From the industry’s perspective, the numbers tell the story. Annual sales of vaccines represent less than 2 per cent of the worldwide pharmaceutical market. With average per capita spending of $17 to $36 (£9 to £19) on health – and in some cases much less – the world's low-income countries lack market pull.
...Because it can take 10 to 15 years to bring an early-stage vaccine to market, donors will have to offer a legally binding commitment and one whose longevity market entrants can count on. Getting the market size right will be critical as well: the larger the commitment, the more players are likely to engage. The key for donors will be striking a balance between maximising the social value of their investment and ensuring broad participation in the programme.
Such a balance can be reached, but all involved must recognise that the creation of new markets through AMCs will require extensive effort and trust-building among donor governments, the global health community and industry. The AMC cannot be expected to dissolve all the barriers that limit investment in global health product development. Still, industry considers it the most promising market mechanism for health to come along in some time. We urge the G8 to use the summit to launch this important initiative.
In the July 2006 Scientific American (subscription required), JR Minkel traces the origin of the idea to work by CGD non-resident Fellow, Professor Michael Kremer:
It's a gray, drizzly March day at Harvard University. Economist Michael Kremer is recalling his postcollegiate year, 1985, spent teaching high school in Kenya, contracting malaria, recovering and watching sick Kenyans fare worse than he. Melancholy enters his voice. "The burden of disease is just very clear," he nearly sighs. "This is a terrible crisis. It seems vital to put the same sorts of entrepreneurial spirit and effort, and creativity, unleashed by the market sector"--he laughs dryly, as if in disbelief--"to work on these diseases as is being done for the diseases in rich countries."

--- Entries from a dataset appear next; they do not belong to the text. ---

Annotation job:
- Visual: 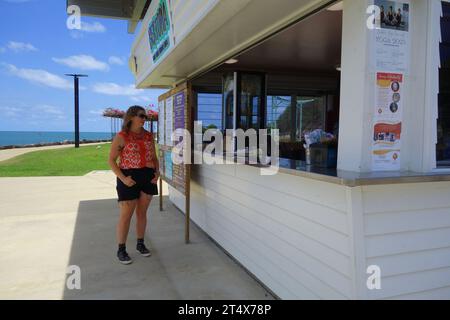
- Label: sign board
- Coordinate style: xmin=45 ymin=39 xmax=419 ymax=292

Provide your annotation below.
xmin=148 ymin=0 xmax=173 ymax=64
xmin=371 ymin=0 xmax=411 ymax=171
xmin=158 ymin=82 xmax=191 ymax=242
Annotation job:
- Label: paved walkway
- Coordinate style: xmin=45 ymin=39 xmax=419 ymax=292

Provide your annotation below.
xmin=0 ymin=171 xmax=272 ymax=299
xmin=0 ymin=142 xmax=109 ymax=161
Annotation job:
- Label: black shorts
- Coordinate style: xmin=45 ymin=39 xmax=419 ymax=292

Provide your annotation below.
xmin=116 ymin=167 xmax=158 ymax=201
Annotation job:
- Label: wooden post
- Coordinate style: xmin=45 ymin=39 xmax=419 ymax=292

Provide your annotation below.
xmin=159 ymin=177 xmax=163 ymax=211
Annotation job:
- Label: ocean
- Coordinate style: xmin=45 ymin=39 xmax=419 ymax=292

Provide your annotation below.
xmin=0 ymin=131 xmax=111 ymax=146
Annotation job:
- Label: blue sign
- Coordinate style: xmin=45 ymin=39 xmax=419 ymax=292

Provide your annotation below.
xmin=148 ymin=0 xmax=170 ymax=63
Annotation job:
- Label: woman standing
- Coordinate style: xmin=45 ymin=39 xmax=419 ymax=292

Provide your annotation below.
xmin=109 ymin=106 xmax=159 ymax=264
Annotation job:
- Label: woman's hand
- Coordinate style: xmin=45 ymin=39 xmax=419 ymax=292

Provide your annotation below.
xmin=151 ymin=170 xmax=159 ymax=184
xmin=121 ymin=176 xmax=136 ymax=187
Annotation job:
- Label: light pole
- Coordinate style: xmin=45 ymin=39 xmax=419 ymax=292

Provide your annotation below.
xmin=66 ymin=74 xmax=88 ymax=148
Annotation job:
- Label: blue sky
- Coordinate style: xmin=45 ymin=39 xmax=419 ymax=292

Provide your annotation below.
xmin=0 ymin=0 xmax=165 ymax=132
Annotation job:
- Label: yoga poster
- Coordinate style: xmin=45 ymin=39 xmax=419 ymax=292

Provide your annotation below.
xmin=372 ymin=0 xmax=410 ymax=73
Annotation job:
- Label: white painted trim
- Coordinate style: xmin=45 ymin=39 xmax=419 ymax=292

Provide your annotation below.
xmin=422 ymin=0 xmax=442 ymax=172
xmin=346 ymin=187 xmax=367 ymax=300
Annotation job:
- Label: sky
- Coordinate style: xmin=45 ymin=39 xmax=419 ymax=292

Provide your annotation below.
xmin=0 ymin=0 xmax=165 ymax=132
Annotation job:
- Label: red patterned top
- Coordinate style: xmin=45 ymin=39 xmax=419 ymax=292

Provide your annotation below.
xmin=117 ymin=129 xmax=156 ymax=169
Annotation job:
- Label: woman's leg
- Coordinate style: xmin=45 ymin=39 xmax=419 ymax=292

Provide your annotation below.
xmin=136 ymin=191 xmax=152 ymax=239
xmin=117 ymin=199 xmax=138 ymax=244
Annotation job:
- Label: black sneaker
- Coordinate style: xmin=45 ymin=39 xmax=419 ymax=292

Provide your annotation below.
xmin=117 ymin=250 xmax=133 ymax=264
xmin=136 ymin=243 xmax=152 ymax=257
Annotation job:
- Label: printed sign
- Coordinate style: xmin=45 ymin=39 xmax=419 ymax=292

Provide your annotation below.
xmin=372 ymin=73 xmax=403 ymax=171
xmin=158 ymin=101 xmax=166 ymax=145
xmin=372 ymin=0 xmax=410 ymax=73
xmin=148 ymin=0 xmax=172 ymax=63
xmin=158 ymin=86 xmax=189 ymax=194
xmin=164 ymin=97 xmax=173 ymax=146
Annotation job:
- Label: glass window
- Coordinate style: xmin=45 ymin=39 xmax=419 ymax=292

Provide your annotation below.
xmin=197 ymin=93 xmax=222 ymax=130
xmin=237 ymin=73 xmax=264 ymax=130
xmin=295 ymin=97 xmax=326 ymax=140
xmin=436 ymin=2 xmax=450 ymax=167
xmin=266 ymin=95 xmax=327 ymax=160
xmin=222 ymin=72 xmax=234 ymax=130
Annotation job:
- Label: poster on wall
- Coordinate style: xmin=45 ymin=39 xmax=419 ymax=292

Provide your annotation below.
xmin=158 ymin=101 xmax=166 ymax=144
xmin=371 ymin=0 xmax=411 ymax=171
xmin=158 ymin=82 xmax=192 ymax=243
xmin=164 ymin=151 xmax=173 ymax=180
xmin=372 ymin=0 xmax=410 ymax=73
xmin=147 ymin=0 xmax=173 ymax=63
xmin=158 ymin=84 xmax=190 ymax=194
xmin=164 ymin=97 xmax=173 ymax=146
xmin=372 ymin=72 xmax=404 ymax=171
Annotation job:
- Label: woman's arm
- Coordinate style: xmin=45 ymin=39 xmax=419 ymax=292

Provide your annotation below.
xmin=108 ymin=134 xmax=136 ymax=187
xmin=152 ymin=134 xmax=159 ymax=183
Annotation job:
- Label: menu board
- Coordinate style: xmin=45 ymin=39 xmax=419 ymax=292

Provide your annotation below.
xmin=158 ymin=101 xmax=166 ymax=145
xmin=158 ymin=83 xmax=190 ymax=195
xmin=164 ymin=97 xmax=173 ymax=146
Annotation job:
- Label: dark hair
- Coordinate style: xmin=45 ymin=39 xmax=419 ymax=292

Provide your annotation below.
xmin=122 ymin=106 xmax=145 ymax=132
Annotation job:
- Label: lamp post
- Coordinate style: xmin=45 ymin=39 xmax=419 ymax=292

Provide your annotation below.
xmin=66 ymin=74 xmax=88 ymax=148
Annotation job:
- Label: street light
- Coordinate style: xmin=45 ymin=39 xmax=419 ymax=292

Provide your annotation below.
xmin=66 ymin=73 xmax=88 ymax=148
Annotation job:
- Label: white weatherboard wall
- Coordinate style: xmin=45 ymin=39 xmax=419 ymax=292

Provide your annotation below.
xmin=362 ymin=182 xmax=450 ymax=299
xmin=171 ymin=164 xmax=355 ymax=299
xmin=170 ymin=164 xmax=450 ymax=299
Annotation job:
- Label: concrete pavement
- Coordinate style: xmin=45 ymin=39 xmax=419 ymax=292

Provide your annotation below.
xmin=0 ymin=171 xmax=272 ymax=299
xmin=0 ymin=142 xmax=109 ymax=161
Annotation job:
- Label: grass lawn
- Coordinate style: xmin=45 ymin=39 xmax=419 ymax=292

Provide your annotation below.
xmin=0 ymin=143 xmax=111 ymax=177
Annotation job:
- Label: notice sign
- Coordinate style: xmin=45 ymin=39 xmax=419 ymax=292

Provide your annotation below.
xmin=164 ymin=97 xmax=173 ymax=146
xmin=373 ymin=0 xmax=410 ymax=73
xmin=158 ymin=82 xmax=192 ymax=243
xmin=148 ymin=0 xmax=171 ymax=63
xmin=158 ymin=83 xmax=190 ymax=194
xmin=158 ymin=101 xmax=166 ymax=145
xmin=372 ymin=72 xmax=403 ymax=171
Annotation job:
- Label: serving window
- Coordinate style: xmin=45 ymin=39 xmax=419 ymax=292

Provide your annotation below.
xmin=193 ymin=3 xmax=342 ymax=168
xmin=436 ymin=2 xmax=450 ymax=167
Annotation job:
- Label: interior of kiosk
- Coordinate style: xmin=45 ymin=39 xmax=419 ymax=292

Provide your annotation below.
xmin=192 ymin=5 xmax=342 ymax=170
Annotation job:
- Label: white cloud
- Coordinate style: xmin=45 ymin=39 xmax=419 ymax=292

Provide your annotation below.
xmin=3 ymin=63 xmax=73 ymax=89
xmin=0 ymin=104 xmax=67 ymax=121
xmin=108 ymin=56 xmax=125 ymax=66
xmin=80 ymin=21 xmax=106 ymax=33
xmin=92 ymin=82 xmax=142 ymax=96
xmin=52 ymin=54 xmax=109 ymax=71
xmin=0 ymin=106 xmax=21 ymax=118
xmin=3 ymin=0 xmax=33 ymax=3
xmin=89 ymin=109 xmax=103 ymax=116
xmin=6 ymin=41 xmax=37 ymax=52
xmin=28 ymin=104 xmax=67 ymax=120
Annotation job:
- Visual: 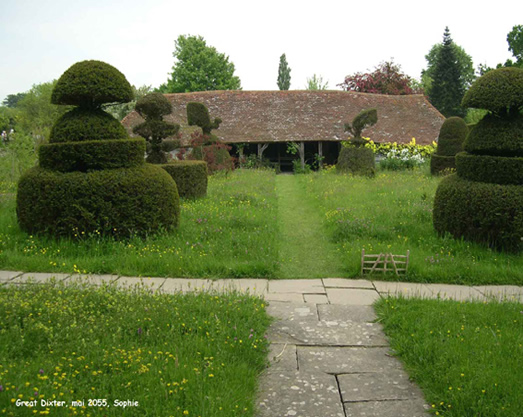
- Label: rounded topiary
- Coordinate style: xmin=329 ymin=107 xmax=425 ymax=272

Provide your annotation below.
xmin=433 ymin=174 xmax=523 ymax=252
xmin=49 ymin=107 xmax=129 ymax=143
xmin=51 ymin=61 xmax=134 ymax=108
xmin=16 ymin=163 xmax=180 ymax=237
xmin=161 ymin=161 xmax=207 ymax=198
xmin=16 ymin=61 xmax=179 ymax=237
xmin=336 ymin=146 xmax=376 ymax=177
xmin=464 ymin=114 xmax=523 ymax=156
xmin=430 ymin=117 xmax=468 ymax=175
xmin=462 ymin=67 xmax=523 ymax=113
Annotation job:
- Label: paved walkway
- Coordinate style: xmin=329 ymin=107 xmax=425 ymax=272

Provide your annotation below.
xmin=0 ymin=271 xmax=523 ymax=417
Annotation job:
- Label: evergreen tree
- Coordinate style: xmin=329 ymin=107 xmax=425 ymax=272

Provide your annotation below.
xmin=429 ymin=27 xmax=465 ymax=117
xmin=278 ymin=54 xmax=291 ymax=90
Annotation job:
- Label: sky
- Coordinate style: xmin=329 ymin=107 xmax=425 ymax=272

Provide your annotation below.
xmin=0 ymin=0 xmax=523 ymax=101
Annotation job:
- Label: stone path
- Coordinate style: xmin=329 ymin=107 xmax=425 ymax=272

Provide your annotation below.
xmin=0 ymin=271 xmax=523 ymax=417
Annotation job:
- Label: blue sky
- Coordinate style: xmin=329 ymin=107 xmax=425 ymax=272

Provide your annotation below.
xmin=0 ymin=0 xmax=523 ymax=100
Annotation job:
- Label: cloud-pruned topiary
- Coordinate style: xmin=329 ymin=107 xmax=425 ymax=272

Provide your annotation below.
xmin=16 ymin=61 xmax=180 ymax=237
xmin=430 ymin=117 xmax=468 ymax=175
xmin=336 ymin=109 xmax=378 ymax=176
xmin=133 ymin=93 xmax=180 ymax=164
xmin=433 ymin=68 xmax=523 ymax=253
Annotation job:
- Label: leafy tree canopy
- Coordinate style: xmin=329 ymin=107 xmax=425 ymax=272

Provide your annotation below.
xmin=158 ymin=35 xmax=241 ymax=93
xmin=338 ymin=60 xmax=419 ymax=95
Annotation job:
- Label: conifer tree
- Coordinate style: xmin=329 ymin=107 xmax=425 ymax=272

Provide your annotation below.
xmin=429 ymin=27 xmax=465 ymax=117
xmin=278 ymin=54 xmax=291 ymax=90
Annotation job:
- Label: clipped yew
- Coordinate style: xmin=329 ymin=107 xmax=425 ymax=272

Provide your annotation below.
xmin=434 ymin=68 xmax=523 ymax=253
xmin=336 ymin=109 xmax=378 ymax=177
xmin=16 ymin=61 xmax=180 ymax=237
xmin=430 ymin=117 xmax=469 ymax=175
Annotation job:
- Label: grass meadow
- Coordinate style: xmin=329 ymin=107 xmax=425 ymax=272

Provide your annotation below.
xmin=0 ymin=285 xmax=270 ymax=417
xmin=375 ymin=298 xmax=523 ymax=417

Poor nations labor under the weight of malaria, AIDS, tuberculosis and a score of diseases lesser known in rich countries, but they cannot afford to pay the prices companies want for drugs. Whereas some might denounce the pharmaceutical industry's profit seeking, Kremer wants to harness it. He has championed the idea that governments and other donors should try to make a malaria or tuberculosis vaccine as attractive to industry as the average drug market is. "I want them to do the same thing for malaria they would do for breast cancer," he says.

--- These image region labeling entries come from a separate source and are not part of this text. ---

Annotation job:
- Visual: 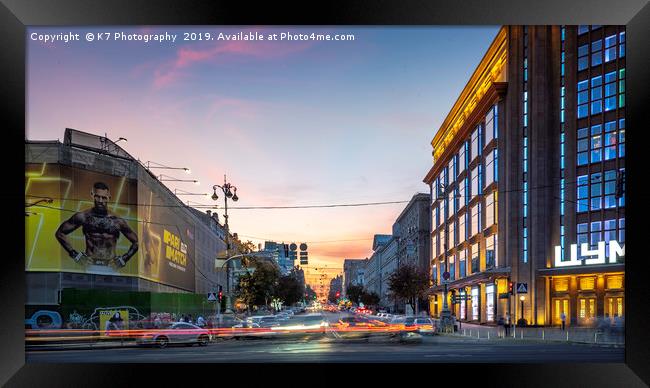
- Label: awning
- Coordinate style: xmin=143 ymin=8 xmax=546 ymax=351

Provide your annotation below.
xmin=427 ymin=267 xmax=510 ymax=295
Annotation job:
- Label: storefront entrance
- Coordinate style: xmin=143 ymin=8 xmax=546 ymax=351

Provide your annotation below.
xmin=578 ymin=297 xmax=596 ymax=326
xmin=605 ymin=296 xmax=624 ymax=319
xmin=553 ymin=298 xmax=571 ymax=326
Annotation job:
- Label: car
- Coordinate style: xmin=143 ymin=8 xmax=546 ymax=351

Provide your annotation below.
xmin=415 ymin=317 xmax=436 ymax=334
xmin=136 ymin=322 xmax=211 ymax=349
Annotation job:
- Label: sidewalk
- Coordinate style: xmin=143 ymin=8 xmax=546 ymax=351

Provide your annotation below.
xmin=446 ymin=323 xmax=625 ymax=345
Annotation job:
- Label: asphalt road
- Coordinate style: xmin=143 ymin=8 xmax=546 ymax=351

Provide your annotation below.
xmin=25 ymin=336 xmax=624 ymax=363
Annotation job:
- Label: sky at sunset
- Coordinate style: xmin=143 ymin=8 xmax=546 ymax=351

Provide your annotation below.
xmin=26 ymin=26 xmax=498 ymax=268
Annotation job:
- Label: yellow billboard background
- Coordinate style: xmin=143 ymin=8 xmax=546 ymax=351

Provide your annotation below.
xmin=25 ymin=163 xmax=138 ymax=276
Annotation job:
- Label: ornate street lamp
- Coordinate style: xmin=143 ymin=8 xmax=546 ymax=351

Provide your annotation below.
xmin=212 ymin=174 xmax=239 ymax=308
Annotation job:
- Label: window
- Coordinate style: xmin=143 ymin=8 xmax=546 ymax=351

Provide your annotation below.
xmin=471 ymin=164 xmax=481 ymax=199
xmin=578 ymin=80 xmax=589 ymax=119
xmin=576 ymin=223 xmax=588 ymax=249
xmin=470 ymin=203 xmax=481 ymax=236
xmin=605 ymin=71 xmax=616 ymax=112
xmin=449 ymin=255 xmax=456 ymax=280
xmin=591 ymin=124 xmax=603 ymax=163
xmin=447 ymin=155 xmax=457 ymax=184
xmin=458 ymin=178 xmax=467 ymax=209
xmin=485 ymin=193 xmax=497 ymax=228
xmin=458 ymin=249 xmax=467 ymax=278
xmin=470 ymin=125 xmax=481 ymax=160
xmin=605 ymin=34 xmax=616 ymax=62
xmin=472 ymin=243 xmax=480 ymax=273
xmin=447 ymin=190 xmax=456 ymax=218
xmin=458 ymin=141 xmax=467 ymax=175
xmin=603 ymin=170 xmax=616 ymax=208
xmin=618 ymin=119 xmax=625 ymax=158
xmin=589 ymin=172 xmax=603 ymax=210
xmin=577 ymin=128 xmax=589 ymax=166
xmin=603 ymin=121 xmax=617 ymax=160
xmin=578 ymin=44 xmax=589 ymax=71
xmin=591 ymin=75 xmax=603 ymax=115
xmin=485 ymin=234 xmax=497 ymax=269
xmin=485 ymin=150 xmax=497 ymax=187
xmin=458 ymin=213 xmax=467 ymax=244
xmin=576 ymin=175 xmax=589 ymax=213
xmin=431 ymin=229 xmax=439 ymax=258
xmin=485 ymin=105 xmax=497 ymax=146
xmin=591 ymin=39 xmax=603 ymax=66
xmin=448 ymin=221 xmax=456 ymax=249
xmin=618 ymin=31 xmax=625 ymax=58
xmin=431 ymin=176 xmax=441 ymax=202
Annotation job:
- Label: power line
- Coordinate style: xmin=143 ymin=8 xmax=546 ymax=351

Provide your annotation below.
xmin=26 ymin=177 xmax=592 ymax=210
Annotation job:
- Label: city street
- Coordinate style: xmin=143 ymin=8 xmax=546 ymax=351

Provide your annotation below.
xmin=26 ymin=313 xmax=625 ymax=363
xmin=26 ymin=336 xmax=624 ymax=363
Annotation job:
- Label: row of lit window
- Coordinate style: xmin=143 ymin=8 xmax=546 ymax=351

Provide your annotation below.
xmin=577 ymin=119 xmax=625 ymax=166
xmin=576 ymin=168 xmax=625 ymax=213
xmin=578 ymin=31 xmax=625 ymax=71
xmin=431 ymin=193 xmax=498 ymax=257
xmin=576 ymin=218 xmax=625 ymax=258
xmin=432 ymin=105 xmax=499 ymax=201
xmin=578 ymin=68 xmax=625 ymax=119
xmin=432 ymin=234 xmax=498 ymax=282
xmin=522 ymin=26 xmax=528 ymax=263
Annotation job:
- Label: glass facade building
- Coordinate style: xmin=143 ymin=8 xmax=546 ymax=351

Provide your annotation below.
xmin=424 ymin=26 xmax=625 ymax=326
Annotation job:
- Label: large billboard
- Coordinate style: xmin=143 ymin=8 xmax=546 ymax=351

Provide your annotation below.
xmin=25 ymin=163 xmax=138 ymax=276
xmin=138 ymin=179 xmax=195 ymax=291
xmin=25 ymin=163 xmax=194 ymax=291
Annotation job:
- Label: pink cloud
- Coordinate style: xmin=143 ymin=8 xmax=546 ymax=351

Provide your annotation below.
xmin=154 ymin=36 xmax=313 ymax=89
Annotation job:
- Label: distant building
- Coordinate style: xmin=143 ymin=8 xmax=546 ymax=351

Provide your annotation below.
xmin=342 ymin=257 xmax=368 ymax=295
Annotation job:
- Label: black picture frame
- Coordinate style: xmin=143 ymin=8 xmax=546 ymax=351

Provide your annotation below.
xmin=0 ymin=0 xmax=650 ymax=387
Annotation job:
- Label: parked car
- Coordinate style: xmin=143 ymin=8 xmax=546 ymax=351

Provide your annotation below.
xmin=136 ymin=322 xmax=211 ymax=348
xmin=415 ymin=317 xmax=436 ymax=334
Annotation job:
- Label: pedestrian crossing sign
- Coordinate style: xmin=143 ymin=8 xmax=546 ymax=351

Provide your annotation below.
xmin=517 ymin=283 xmax=528 ymax=294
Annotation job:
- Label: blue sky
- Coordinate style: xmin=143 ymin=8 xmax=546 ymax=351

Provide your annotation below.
xmin=26 ymin=26 xmax=499 ymax=266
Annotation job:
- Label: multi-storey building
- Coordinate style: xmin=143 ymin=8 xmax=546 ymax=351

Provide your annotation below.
xmin=25 ymin=129 xmax=232 ymax=313
xmin=424 ymin=26 xmax=625 ymax=325
xmin=341 ymin=258 xmax=368 ymax=296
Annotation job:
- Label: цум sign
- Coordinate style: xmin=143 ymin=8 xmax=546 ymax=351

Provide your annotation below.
xmin=555 ymin=240 xmax=625 ymax=267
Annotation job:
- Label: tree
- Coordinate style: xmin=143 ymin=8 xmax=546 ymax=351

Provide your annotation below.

This article was also picked up by Mark Thoma, in his blog The Economist's View.
Owen comments: This groundswell of support may increase the chances that the G8 leaders will use the St. Petersburg summit to move forward on making a commitment to purchase vaccines if they are developed. This would harness the power of competition and private investment in the service of one of mankind's most pressing problems: how to prevent diseases such as malaria which mainly affect the world's poorest people.